SPICE is a tool for allowing reinforcement learning agents to explore their
environment safely, and is introduced in the paper "Guiding Safe Exploration
with Weakest Preconditions." This repository contains the implementation of
SPICE used for the experiments presented in that paper.

## Requirements

This code has been tested with Python 3.8.0. For these instructions we will
assume the command `python` refers to Python 3.8 and the command `pip` refers
to an appropriate version of pip. The required packages are listed in
`requirements.txt` and can be installed with

    pip install -r requirements.txt

SPICE also relies on the py-earth package for model learning. Code and
installation instructions can be found at the [py-earth
GitHub](https://github.com/scikit-learn-contrib/py-earth).

## Running

The entry point for all experiments is `main.py`. To replicate the experiments
from the paper, run

    python main.py --env_name acc --automatic_entropy_tuning

where `acc` may be replaced with the name of any other benchmark.
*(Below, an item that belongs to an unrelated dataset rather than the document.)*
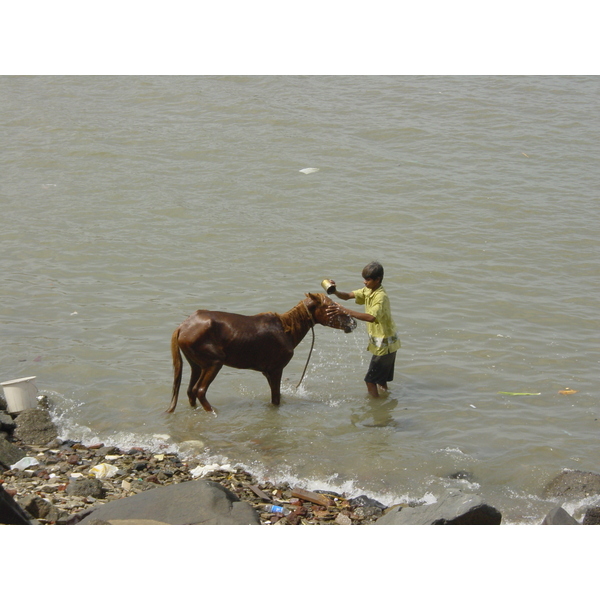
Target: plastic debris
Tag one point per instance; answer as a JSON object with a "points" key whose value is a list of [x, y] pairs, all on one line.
{"points": [[276, 509], [201, 471], [24, 463], [103, 471]]}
To replicate
the conservative safety critic experiments, run

    python main.py --env_name acc --automatic_entropy_tuning --neural_safety

To see a full list of options, run `python main.py --help`.

## Acknowledgements

The code in `pytorch_soft_actor_critic` along with `main.py` is adapted from
<https://github.com/pranz24/pytorch-soft-actor-critic>. The implementation of
conservative safety critics (`--neural-safety`) is based on Bharadhwaj, et.
al., "Conservative safety critics for exploration," ICLR 2021.